INTRODUCTION:

Cardiovascular disease like myocardial or cerebral infarction due to the blood clot (thrombus) formation in blood vessels.¹ most commonly used thrombolytic agents like: streptokinase and urokinasebut hyper risk of haemorrhage and anaphylactic reaction associated with their use.²Additionally, these agents are biotechnological products and cost of therapy is usually high.

Everyday new drugs are being discovered in the market. Medicinal plants possess variety of phytoconstituents and have significant importance in the field of biotechnology. India has been known to be well-off repository of medicinal plants since early time.³ Use of herbal drugs is common as an alternative medicine; these phytoconstituents are prominent and promising pharmacological agents with good safety profile.
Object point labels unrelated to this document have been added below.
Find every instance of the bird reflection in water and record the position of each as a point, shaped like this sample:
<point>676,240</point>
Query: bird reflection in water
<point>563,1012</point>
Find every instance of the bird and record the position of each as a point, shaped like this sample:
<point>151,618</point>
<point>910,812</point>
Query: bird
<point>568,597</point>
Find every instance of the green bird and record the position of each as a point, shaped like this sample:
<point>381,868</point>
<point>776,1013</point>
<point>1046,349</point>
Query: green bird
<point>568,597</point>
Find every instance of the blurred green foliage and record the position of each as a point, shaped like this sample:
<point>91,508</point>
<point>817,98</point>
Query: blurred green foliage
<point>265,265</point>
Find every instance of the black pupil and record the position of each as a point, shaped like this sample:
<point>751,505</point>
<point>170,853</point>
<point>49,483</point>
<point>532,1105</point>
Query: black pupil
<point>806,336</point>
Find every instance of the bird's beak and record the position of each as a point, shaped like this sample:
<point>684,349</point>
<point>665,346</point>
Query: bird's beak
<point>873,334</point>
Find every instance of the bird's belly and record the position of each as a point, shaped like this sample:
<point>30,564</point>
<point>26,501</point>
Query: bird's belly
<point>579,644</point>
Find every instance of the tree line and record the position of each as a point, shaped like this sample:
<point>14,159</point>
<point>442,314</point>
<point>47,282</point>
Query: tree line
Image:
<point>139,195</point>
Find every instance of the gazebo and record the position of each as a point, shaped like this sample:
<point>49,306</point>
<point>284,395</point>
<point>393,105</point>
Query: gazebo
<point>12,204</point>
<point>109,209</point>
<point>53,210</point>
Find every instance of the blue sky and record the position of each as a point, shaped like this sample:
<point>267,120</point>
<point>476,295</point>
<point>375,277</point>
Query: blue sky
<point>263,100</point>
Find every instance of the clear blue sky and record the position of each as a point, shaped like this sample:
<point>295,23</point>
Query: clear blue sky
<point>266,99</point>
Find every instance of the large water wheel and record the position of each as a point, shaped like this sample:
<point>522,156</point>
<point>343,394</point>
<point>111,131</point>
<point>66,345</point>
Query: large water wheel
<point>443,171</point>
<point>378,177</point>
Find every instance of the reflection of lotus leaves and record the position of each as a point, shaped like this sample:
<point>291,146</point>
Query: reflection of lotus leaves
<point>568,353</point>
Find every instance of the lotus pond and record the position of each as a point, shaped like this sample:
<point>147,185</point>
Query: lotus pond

Prunus avium L. also known as a “sweet cherry” is used in the Ayurvedic systems of medicine. Fruits of Prunus avium L. is used in cardiovascular, stroke, diabetes, and some cancers diseases.⁴ Discovery and development of natural products from various plant and animal sources which have large efforts and have antiplatelet,^5,6 anticoagulant,^7,8 antithrombotic,^9,10and thrombolytic activity.^10,11,12 The current research work was designed to evaluate the fruits of Prunus avium L. for their clot lysis property (thrombolytic activity) by using an in-vitro procedure.

MATERIALS AND METHODS:

Plant collection and Authentication:

Plant collection:

Fruits of Prunus avium L. (sweet cherry) were collected from local market of Rajkot

Authentication:

Authentication of fruits was done at Department of botany, School of Science R.K. University, Rajkot.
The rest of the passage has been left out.